Gli inizi e il debutto con Minardi

Nato il 29 luglio 1981 a Oviedo, riceve il suo primo kart dal padre a tre anni. Domina le competizioni kartistiche spagnole ed europee, per poi debuttare in Formula 1 nel 2001 con Minardi, team modesto che gli permette comunque di mettere in mostra il proprio talento nonostante le scarse risorse tecniche.

Fernando Alonso: i due titoli con Renault

Passato alla Renault, ottiene la prima vittoria in carriera al GP d’Ungheria 2003. Nel 2005 conquista il primo titolo Mondiale, diventando il più giovane Campione del Mondo dell’epoca e interrompendo il dominio di Michael Schumacher e della Ferrari. Si ripete nel 2006, bissando il titolo in un duello serrato proprio con Schumacher, che chiuderà la carriera al termine di quella stagione.

2007: la parentesi McLaren e il ritorno in Renault

Nel 2007 arriva la prima esperienza in McLaren, al fianco dell’esordiente Lewis Hamilton. La stagione si trasforma in una rivalità interna durissima, culminata anche nello scandalo Spygate che coinvolge il team. Alonso lotta per il titolo fino all’ultima gara, ma chiude terzo a pari punti con lo stesso Hamilton, dietro a Kimi Räikkönen e alla Ferrari per un solo punto. I rapporti con il team principal Ron Dennis si deteriorano al punto da portare a una separazione dopo una sola stagione: Alonso torna alla Renault nel 2008.

Proprio nel 2008 si consuma uno degli episodi più controversi della storia della Formula 1: al GP di Singapore, il compagno di squadra Nelson Piquet Jr. si schianta deliberatamente contro le barriere per far entrare in pista la Safety Car, favorendo la strategia di Alonso, che passato prima ai box vince la gara.

Lo scandalo, ribattezzato “Crashgate”, emerge solo l’anno successivo, quando Piquet Jr. lo rivela dopo essere stato licenziato dal team: la Renault viene sospesa con condizionale dalla FIA, mentre il team principal Flavio Briatore e l’ingegnere Pat Symonds vengono radiati dal Mondiale (sanzioni poi annullate da un tribunale francese per vizio di forma). Alonso non viene mai formalmente coinvolto nelle indagini, ma l’episodio resta una delle macchie più controverse legate al suo secondo periodo in Renault.
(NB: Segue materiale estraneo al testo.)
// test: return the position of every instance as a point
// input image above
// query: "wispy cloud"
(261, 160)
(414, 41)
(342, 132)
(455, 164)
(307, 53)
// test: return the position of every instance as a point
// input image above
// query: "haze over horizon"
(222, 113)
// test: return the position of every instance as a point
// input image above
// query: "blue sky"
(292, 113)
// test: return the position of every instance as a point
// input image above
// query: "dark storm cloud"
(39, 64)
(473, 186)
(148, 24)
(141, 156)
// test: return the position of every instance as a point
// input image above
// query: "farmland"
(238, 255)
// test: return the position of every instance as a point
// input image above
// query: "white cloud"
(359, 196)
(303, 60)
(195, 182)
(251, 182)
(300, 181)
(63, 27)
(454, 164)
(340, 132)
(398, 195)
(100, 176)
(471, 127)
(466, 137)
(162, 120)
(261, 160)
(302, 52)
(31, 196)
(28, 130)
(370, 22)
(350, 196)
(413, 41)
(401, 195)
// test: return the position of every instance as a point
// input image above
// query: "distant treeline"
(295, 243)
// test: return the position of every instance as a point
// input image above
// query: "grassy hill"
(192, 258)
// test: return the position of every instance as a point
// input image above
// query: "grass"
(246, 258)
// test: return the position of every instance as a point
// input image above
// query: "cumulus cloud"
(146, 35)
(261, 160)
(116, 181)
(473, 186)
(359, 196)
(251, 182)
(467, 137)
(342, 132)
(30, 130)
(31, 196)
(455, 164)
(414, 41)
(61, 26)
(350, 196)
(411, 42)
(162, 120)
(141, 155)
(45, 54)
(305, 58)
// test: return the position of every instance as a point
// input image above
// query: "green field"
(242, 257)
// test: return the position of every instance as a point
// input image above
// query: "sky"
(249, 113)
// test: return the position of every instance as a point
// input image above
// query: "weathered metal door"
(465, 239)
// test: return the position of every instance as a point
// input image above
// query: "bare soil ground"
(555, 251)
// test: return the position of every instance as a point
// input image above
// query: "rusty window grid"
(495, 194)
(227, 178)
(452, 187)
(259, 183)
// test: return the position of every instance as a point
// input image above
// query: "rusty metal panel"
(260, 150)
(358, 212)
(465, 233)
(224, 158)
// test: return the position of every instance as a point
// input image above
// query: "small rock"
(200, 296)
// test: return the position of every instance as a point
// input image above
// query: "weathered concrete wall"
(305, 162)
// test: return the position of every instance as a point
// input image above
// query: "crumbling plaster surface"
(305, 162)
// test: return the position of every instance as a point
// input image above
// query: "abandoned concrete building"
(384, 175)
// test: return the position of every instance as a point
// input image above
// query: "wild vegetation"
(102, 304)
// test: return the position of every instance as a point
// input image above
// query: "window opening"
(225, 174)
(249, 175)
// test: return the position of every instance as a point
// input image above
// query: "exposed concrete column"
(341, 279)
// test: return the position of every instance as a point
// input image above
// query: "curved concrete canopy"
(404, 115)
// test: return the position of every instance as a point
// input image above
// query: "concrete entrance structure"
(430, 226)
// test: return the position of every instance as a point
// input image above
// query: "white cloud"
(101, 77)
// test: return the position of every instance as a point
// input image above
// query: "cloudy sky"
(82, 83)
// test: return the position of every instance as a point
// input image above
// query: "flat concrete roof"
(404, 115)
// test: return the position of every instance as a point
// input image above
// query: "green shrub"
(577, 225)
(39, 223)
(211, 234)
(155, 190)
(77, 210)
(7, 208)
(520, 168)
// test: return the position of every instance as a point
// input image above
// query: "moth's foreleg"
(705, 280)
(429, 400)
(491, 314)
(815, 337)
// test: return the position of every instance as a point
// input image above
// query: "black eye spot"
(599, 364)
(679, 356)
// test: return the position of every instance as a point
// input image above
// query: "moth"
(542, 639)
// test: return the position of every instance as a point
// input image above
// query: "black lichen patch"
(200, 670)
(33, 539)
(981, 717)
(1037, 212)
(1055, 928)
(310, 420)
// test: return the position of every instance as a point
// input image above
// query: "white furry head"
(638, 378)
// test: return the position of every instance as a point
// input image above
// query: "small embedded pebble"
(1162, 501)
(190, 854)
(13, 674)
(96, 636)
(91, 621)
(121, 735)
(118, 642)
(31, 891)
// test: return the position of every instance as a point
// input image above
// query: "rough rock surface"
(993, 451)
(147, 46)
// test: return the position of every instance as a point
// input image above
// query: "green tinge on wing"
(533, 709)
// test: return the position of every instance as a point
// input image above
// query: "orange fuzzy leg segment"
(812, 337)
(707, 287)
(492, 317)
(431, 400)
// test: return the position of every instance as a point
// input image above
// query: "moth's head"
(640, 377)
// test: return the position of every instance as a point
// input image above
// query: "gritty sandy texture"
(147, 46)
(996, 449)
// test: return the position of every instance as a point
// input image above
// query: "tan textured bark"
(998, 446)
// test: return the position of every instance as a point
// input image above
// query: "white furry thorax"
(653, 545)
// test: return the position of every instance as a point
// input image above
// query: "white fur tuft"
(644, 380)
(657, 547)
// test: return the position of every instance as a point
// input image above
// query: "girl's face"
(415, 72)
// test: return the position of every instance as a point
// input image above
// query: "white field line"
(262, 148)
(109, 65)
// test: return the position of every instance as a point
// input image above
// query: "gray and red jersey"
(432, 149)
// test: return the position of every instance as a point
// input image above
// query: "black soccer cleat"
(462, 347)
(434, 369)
Ferrari: cinque anni e due mondiali sfiorati

Dal 2010 al 2014 corre per la Ferrari, sfiorando il titolo Mondiale per due volte, nel 2010 e nel 2012, entrambe le volte deciso all’ultima gara della stagione. Nonostante non arrivi mai il terzo titolo, questi anni restano tra i più ricordati della sua carriera per l’intensità delle battaglie in pista.

Il ritorno in McLaren di Fernando Alonso e lo stop dalla Formula 1

Nel 2015 torna alla McLaren, ma il progetto tecnico con i motori Honda si rivela poco competitivo. Amareggiato dai risultati, lascia la Formula 1 a fine 2018 per dedicarsi ad altre discipline, vincendo la 24 Ore di Le Mans nel 2018 e nel 2019 con Toyota e la 24 Ore di Daytona nel 2019, diventando uno dei pochi piloti ad aver vinto sia il Mondiale F1 che quello Endurance.

Il ritorno e l’approdo in Aston Martin

Nel 2021 torna in Formula 1 con Alpine, per poi passare nel 2023 all’Aston Martin, dove diventa subito protagonista con una serie di podi già nelle prime gare della stagione, confermando che la classe non ha età nonostante i quarant’anni compiuti.

2026: l’ultima grande occasione di Fernando Alonso

A 45 anni, Alonso affronta il 2026 come una possibile ultima occasione per il terzo titolo Mondiale, complice il grande cambio regolamentare e l’arrivo di Adrian Newey in Aston Martin. La stagione si rivela durissima per il team, tra i problemi della power unit Honda e un solo punto raccolto nelle prime nove gare, ridimensionando bruscamente le ambizioni di titolo.